南川常压页岩气田注CO吞吐矿场实践

Field tests of CO huff-n-puff technology in Nanchuan normal-pressure shale gas field

高玉巧 郑永旺 张莉娜 任建华 张耀祖 房大志

GAO Yuqiao ZHENG Yongwang ZHANG Lina REN Jianhua ZHANG Yaozu FANG Dazhi

1. 中国石化 华东油气分公司 勘探开发研究院, 南京 210019; 2. 页岩油气富集机理与高效开发全国重点实验室, 北京 100083; 3. 中国石化 重庆页岩气有限公司, 重庆 408400

1. Research Institute of Exploration & Production, SINOPEC East China Oil & Gas Company, Nanjing, Jiangsu 210019, China; 2. State Key Laboratory of Shale Oil and Gas Enrichment Mechanisms and Efficient Development, Beijing 100083, China; 3. SINOPEC Chongqing Shale Gas Company, Ltd., Chongqing 408400, China

受吸附态甲烷占比高、地层能量弱等影响，常压页岩气藏采收率普遍不足30%。
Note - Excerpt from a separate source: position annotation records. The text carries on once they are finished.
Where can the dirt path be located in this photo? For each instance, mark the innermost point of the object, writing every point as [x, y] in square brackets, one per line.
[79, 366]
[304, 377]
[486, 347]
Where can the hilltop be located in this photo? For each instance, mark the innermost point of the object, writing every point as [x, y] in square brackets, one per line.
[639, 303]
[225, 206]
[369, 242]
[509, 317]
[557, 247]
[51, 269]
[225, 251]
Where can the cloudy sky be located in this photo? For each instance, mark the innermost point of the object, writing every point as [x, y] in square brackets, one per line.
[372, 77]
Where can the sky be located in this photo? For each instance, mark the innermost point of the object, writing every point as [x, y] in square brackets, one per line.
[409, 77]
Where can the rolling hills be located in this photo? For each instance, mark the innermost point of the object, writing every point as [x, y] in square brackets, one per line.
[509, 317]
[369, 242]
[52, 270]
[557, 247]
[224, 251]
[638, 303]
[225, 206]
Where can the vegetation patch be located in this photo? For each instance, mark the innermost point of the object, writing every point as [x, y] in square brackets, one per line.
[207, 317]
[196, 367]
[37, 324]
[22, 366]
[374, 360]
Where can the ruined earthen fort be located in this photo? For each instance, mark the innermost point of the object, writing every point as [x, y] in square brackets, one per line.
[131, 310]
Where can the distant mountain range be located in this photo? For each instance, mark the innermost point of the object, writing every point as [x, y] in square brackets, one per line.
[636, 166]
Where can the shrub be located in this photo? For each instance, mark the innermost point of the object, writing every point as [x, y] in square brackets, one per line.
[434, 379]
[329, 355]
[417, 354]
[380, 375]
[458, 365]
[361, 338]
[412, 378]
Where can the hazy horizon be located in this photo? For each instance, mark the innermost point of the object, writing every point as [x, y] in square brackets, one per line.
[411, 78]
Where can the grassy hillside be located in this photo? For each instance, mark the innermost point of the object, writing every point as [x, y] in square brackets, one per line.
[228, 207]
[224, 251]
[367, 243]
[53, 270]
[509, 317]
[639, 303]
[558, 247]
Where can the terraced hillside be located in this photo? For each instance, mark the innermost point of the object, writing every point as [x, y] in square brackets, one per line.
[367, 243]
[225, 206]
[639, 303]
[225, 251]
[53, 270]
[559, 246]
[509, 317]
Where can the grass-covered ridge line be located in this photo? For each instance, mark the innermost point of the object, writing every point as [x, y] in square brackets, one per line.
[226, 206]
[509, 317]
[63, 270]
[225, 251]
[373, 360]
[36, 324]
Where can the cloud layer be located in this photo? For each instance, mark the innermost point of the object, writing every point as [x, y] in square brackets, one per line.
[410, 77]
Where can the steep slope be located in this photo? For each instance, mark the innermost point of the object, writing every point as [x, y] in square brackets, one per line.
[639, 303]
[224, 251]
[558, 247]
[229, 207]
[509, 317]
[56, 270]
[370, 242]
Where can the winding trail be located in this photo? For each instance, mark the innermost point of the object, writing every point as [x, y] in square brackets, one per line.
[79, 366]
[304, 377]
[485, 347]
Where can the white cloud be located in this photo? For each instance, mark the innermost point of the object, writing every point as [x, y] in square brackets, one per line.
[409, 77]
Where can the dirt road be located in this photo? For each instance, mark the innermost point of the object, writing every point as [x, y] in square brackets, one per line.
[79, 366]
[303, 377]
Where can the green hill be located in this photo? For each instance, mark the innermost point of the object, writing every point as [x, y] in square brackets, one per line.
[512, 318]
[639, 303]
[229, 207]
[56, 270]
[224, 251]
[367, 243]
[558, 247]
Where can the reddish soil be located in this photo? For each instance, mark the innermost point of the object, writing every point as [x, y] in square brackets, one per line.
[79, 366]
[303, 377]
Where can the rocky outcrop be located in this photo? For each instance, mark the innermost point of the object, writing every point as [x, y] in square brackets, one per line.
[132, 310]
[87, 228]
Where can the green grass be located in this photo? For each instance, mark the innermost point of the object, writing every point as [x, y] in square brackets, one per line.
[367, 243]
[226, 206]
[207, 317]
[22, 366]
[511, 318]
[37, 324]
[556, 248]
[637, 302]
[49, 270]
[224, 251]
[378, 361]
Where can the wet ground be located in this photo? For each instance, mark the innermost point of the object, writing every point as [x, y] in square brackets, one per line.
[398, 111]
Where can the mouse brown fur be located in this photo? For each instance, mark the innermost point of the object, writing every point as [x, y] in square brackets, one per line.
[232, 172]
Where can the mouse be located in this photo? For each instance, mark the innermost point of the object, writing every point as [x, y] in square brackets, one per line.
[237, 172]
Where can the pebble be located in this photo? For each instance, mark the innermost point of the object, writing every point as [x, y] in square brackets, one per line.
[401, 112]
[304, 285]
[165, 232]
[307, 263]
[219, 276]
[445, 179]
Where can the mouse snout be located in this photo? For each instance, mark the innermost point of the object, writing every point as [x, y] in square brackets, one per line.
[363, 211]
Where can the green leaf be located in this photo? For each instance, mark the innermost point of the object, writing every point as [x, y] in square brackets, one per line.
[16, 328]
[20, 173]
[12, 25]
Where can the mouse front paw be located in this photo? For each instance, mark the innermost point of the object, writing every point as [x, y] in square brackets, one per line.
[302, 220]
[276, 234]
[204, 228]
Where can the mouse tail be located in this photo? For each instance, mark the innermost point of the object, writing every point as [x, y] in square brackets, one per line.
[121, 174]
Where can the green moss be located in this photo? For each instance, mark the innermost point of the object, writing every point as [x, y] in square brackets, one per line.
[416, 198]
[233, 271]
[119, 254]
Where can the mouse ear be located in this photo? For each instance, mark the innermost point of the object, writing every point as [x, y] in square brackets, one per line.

中国石化率先在四川盆地南川常压页岩气田开展注CO2吞吐矿场试验，验证了海相页岩气注CO2提高采收率的可行性。为推广该技术，以南川常压页岩气田为研究对象，开展室内实验—数值模拟—吞吐动态分析全链条研究，分析CO2在不同页岩储层中竞争吸附差异性，探究矿场CO2注入、吞吐特征，明确页岩气注CO2吞吐提高采收率技术“增能+置换+解水锁”多机制协同机理，进而指导选井及方案优化。综合利用电镜扫描、测井解释、等温吸附实验等方法，揭示南川地区上奥陶统五峰组—下志留统龙马溪组常压页岩储层随埋深变浅、地层压力减小以及孔隙度、TOC和黏土矿物含量的增加，CO2竞争吸附能力增强，超临界态CO2吸附量最高可达CH4的6～7倍。现场页岩气井注CO2吞吐后，日产气可提高3.5～6.5倍，采收率提升1.9%～3.1%。根据2井3轮次注入—焖井阶段压力监测，CO2主要集中在近井地带微裂缝中，扩散距离与地层压力、压裂缝网导流能力有关，一般不超过70 m。CO2吞吐可划分为初期CO2快速返排、早期提产和中后期稳产3个阶段，增产机理分别为早期增能补能、中期膨胀助排+解水锁、后期吸附置换+分压促解吸。吞吐提产的主要影响因素为储层改造程度和采出程度。中深层压裂效果较差的井在吞吐中早期换气率高，浅层采出程度较高的井在吞吐中后期累增气量高。结合数值模拟，建议优选吸附能力强、采出程度20%～30%、携液能力较差且关井压力尽可能达到7 MPa的井开展矿场先导试验。在低压低产阶段，中深层井可开展小规模多轮次注CO2吞吐以增能助排，浅层井可开展大规模注CO2吞吐以补充地层能量、吸附置换实现采收率提升。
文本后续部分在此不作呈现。